Последовал небольшой спор по поводу моих путешествий в город. Стеклянная Башня стоит почти на самом стыке реки и моря, на две трети удаленная от левого берега, а от правого — только на треть. Корабли, которые выходят в море, огибают остров слева, с правой же стороны река не судоходна — все дно до берега усеяно камнями. Амаргин пытался научить меня переходить на берег по этим камням, но я так и не научилась.
Вчера я к мантикору не заходила, а остатки рыбы доела сама. Сегодня утром, взяв из россыпей несколько монет, отправилась в Амалеру за покупками. Я была вынуждена переплыть ту часть реки, которая отделяла остров от берега. Оттягивала этот момент сколько могла, но пришлось, наконец, решаться. Я неплохо плаваю, хотя, честно говоря, побаиваюсь воды. А сейчас мне предстоит цирковой аттракцион без страховки. Смертельный номер, алле!..
Шагнула вперед и снова остановилась, шаркая подошвой по теплому золоту. Духу не хватает. Ковырнув большим пальцем, поддела великанских размеров перстень с рубином. Рядом лежала скромная полосатая галечка, а чуть дальше — обрывок бронзовой ленты от оковки развалившегося сундука. Глубже, на обмелевшем дне, куда солнце не попадало, золота было больше, но в тени оно почти не блестело.
Хватит топтаться! Ты-то в городе пирожков нахваталась, а мантикор два дня некормленый! Подоткнув подол, я спустилась по мокрому песку к воде. Вода была прохладная — с юга подземное озерко питает пресный Нержель. Осторожно ступила в воду, ощущая сильный напор течения. Поверх пальцев тут же начало намывать песок и мелкую гальку.

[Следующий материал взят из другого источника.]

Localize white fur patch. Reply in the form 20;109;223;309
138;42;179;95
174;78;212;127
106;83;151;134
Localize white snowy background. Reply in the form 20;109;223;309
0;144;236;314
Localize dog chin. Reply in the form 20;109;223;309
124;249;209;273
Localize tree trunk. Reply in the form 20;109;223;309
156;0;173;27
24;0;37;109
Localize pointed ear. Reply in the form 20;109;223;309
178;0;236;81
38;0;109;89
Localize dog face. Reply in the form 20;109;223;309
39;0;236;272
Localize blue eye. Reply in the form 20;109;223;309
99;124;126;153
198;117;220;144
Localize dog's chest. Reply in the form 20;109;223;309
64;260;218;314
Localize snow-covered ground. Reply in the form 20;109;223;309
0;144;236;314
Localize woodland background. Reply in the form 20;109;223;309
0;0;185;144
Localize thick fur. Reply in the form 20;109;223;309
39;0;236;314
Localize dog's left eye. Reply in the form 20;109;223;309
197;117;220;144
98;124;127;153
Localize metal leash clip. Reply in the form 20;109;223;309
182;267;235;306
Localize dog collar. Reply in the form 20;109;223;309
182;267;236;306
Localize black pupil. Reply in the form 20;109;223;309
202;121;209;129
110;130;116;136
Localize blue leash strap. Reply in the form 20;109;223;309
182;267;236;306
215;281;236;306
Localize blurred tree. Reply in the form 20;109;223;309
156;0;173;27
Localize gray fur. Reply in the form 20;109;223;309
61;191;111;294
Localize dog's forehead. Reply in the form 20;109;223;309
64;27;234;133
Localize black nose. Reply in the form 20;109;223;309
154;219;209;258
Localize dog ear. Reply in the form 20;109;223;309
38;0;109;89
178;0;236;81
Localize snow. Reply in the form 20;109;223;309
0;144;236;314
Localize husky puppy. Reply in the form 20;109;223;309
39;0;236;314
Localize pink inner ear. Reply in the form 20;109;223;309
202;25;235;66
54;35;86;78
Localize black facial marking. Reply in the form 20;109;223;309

С каждым шагом вглубь грота воздух вокруг темнел и наливался зябкой сыростью. Потолок прогнулся, провис тяжелыми известковыми фестонами, порос белесой каменной бородой. Едва различимую в сумраке северную стену загромождали булыжники и обломки скал. Еще шаг — и течение ослабло, а под ним возник и лизнул стопы еще очень тонкий ледяной слой.
Я повернула налево, огибая оплывший, как свеча, оплетенный корнями сталактитов скалистый островок. Камни заслонили последние остатки света, а впереди открылось пространство, задернутое тьмой, словно портьерой.
Тут необходимо было немного постоять. Собраться с мыслями. Проморгаться, приручая глаза к кромешному, облепляющему лицо мраку. Подготовить ноги к режущему прикосновению родниковой воды, температура которой гораздо ниже точки замерзания, воды, рожденной в безднах Полночи. Надышаться впрок, потому что там, впереди, воздух был испорчен маслянистой тяжкой неживой темнотою, так, что казалось — когда выберешься на свет (если выберешься), то еще долго будешь откашливаться и отхаркиваться черными страшными сгустками. Запихнуть за пазуху рыбу вместе с миской — чтобы не выпала случайно из рук. Досчитать до десяти. Потом еще до десяти. И решиться, наконец.
И шагнуть. И еще раз шагнуть, и еще, и еще, и побежать со всех ног, со всех своих мгновенно изрезанных ледяными бритвами ног к тускло светящейся зеленоватым фосфорным светом, повисшей на натянутых цепях фантастической фигуре.